Schema Inference With ID in ksqlDB for Confluent Platform

For supported Serialization Formats, ksqlDB can use schema inference to retrieve (read) and register (write) schemas as needed. If you specify a KEY_SCHEMA_ID or VALUE_SCHEMA_ID explicitly in the CREATE statements, ksqlDB retrieves and registers the schema specified by the ID from Schema Registry, and it also serializes data using exactly the same schema referred to by the ID. This can spare you from defining columns and data types manually and also make sure the data are serialized by the specified physical schema, which can be consumed in downstream systems.
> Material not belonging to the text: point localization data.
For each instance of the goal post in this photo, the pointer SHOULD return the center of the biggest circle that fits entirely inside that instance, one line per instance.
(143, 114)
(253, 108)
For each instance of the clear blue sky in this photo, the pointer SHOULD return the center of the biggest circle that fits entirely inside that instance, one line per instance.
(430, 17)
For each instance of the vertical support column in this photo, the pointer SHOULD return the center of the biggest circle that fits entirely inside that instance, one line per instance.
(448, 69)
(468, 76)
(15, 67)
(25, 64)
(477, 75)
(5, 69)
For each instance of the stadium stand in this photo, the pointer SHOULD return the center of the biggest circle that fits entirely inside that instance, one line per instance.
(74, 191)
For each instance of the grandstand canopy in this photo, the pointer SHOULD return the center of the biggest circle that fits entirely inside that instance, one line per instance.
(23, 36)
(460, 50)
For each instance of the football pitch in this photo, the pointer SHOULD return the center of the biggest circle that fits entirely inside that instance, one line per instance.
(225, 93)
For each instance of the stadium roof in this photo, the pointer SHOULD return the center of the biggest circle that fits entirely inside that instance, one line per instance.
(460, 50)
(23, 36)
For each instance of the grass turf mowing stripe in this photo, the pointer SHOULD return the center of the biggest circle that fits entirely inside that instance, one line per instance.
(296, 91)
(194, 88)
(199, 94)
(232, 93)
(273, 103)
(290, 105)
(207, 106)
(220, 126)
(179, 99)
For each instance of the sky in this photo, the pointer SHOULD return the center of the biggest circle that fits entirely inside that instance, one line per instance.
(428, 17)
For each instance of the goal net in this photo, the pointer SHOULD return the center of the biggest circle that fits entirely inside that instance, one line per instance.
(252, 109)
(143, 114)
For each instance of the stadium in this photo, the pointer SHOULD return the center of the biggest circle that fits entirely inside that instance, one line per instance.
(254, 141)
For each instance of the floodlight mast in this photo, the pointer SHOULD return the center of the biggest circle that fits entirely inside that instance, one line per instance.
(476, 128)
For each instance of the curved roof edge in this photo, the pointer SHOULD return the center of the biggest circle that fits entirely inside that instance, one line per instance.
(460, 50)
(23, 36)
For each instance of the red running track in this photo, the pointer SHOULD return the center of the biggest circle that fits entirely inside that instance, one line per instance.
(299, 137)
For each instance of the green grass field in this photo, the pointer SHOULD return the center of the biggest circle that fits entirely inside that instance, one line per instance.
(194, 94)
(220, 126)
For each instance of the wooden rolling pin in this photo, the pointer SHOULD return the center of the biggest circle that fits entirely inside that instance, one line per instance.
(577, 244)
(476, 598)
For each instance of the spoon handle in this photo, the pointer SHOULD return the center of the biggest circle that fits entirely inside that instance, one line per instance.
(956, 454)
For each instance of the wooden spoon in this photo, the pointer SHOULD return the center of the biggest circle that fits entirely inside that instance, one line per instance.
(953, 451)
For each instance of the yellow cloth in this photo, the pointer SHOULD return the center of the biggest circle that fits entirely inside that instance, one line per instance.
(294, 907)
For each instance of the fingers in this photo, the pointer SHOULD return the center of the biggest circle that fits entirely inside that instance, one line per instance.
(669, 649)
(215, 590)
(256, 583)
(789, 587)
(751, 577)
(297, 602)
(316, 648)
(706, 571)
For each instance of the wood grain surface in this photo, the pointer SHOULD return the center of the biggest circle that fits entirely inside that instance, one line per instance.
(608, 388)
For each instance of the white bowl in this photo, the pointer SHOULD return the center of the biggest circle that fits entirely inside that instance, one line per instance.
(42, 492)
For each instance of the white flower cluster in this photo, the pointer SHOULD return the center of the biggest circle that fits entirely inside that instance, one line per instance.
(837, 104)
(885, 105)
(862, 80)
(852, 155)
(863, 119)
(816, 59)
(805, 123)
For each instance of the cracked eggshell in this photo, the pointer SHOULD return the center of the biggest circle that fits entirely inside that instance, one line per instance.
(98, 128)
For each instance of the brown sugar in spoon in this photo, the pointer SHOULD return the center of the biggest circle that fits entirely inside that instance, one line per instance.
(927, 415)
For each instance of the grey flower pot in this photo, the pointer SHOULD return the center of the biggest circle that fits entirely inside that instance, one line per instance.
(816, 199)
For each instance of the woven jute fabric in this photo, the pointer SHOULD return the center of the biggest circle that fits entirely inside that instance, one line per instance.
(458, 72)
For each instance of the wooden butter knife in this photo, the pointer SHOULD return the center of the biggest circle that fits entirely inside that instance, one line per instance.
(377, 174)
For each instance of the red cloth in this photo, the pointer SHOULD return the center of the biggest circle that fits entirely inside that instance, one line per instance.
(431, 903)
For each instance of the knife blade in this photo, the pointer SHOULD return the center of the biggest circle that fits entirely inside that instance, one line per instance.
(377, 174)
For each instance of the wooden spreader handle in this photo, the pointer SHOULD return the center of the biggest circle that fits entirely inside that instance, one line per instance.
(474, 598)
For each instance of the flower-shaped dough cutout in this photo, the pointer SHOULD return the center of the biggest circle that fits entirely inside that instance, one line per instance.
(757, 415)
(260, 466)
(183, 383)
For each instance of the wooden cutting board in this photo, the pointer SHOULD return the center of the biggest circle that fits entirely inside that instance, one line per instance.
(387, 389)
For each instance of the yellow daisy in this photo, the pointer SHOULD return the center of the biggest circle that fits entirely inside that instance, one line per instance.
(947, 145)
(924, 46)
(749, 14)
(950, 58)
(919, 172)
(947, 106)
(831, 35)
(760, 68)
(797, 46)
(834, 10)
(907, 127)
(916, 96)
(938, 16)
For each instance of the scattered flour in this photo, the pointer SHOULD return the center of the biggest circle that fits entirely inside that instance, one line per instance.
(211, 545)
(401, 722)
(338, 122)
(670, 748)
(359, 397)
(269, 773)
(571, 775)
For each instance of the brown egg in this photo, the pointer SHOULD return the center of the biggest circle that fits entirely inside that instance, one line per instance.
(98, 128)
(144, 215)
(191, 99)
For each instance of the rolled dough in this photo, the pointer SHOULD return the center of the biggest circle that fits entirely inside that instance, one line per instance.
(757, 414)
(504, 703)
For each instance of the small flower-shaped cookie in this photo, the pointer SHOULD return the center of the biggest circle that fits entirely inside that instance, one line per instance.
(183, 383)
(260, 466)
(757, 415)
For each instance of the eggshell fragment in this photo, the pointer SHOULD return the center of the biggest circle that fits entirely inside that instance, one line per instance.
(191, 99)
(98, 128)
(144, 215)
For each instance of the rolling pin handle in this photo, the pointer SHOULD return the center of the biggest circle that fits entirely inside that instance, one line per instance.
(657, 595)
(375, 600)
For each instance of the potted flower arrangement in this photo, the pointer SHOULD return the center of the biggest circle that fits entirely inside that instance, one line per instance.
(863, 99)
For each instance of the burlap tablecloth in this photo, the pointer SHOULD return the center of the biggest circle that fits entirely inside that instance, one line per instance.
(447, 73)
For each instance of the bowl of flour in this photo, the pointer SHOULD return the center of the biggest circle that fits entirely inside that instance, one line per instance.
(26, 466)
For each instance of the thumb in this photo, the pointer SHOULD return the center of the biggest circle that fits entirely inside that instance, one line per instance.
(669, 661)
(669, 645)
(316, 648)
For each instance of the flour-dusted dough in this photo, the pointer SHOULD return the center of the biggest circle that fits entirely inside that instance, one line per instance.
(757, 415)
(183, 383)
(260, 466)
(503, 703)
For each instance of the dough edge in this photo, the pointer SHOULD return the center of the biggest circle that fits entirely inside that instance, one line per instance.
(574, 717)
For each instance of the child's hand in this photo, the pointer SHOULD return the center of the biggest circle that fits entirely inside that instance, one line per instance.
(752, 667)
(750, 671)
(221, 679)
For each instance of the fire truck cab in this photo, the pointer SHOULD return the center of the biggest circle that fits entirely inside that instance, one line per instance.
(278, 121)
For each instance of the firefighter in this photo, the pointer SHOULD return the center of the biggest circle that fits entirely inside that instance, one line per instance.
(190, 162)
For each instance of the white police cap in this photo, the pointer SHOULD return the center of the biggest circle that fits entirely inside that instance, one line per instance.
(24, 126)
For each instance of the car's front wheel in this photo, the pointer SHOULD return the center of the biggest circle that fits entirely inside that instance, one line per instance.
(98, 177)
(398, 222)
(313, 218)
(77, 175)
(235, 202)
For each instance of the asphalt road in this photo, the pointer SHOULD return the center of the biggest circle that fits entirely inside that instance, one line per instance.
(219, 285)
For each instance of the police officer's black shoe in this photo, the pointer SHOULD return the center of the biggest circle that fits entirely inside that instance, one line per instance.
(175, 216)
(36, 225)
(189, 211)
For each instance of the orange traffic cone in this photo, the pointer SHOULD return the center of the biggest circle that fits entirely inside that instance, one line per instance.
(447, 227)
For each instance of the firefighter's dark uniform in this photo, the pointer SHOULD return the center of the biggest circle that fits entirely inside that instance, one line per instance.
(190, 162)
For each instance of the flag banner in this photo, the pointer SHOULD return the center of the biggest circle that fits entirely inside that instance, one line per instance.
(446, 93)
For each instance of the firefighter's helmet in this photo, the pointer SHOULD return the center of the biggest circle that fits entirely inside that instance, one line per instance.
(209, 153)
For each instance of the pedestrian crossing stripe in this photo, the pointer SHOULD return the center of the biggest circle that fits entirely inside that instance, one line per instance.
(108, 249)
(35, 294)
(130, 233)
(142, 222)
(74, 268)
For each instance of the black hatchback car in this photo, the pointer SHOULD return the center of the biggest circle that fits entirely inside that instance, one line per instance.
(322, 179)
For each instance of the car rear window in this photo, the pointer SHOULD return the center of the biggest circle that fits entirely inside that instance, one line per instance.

Before using schema inference with explicit IDs in ksqlDB, make sure that the Schema Registry is up and running and ksqlDB is configured to use it.

Here’s what you can do with schema inference with IDs in ksqlDB:

  • Declare streams and tables on Kafka topics with supported key and value formats by using CREATE STREAM and CREATE TABLE statements with KEY_SCHEMA_ID or VALUE_SCHEMA_ID properties, without the need to declare the key and value columns.
  • Declare derived views with CREATE STREAM AS SELECT and CREATE TABLE AS SELECT statements with KEY_SCHEMA_ID or VALUE_SCHEMA_ID properties. The schema of the view is registered in Schema Registry automatically.
  • Serialize output data using the schema referred to by KEY_SCHEMA_ID or VALUE_SCHEMA_ID, instead of the logical data source schema stored in ksqlDB.

If you’re declaring a stream or table with a key format that’s different from its value format, and only one of the two formats supports schema inference, you can explicitly provide the columns for the format that doesn’t support schema inference while still having ksqlDB load columns for the format that does support schema inference from Schema Registry. This is known as partial schema inference. To infer value columns for a keyless stream, set the key format to NONE.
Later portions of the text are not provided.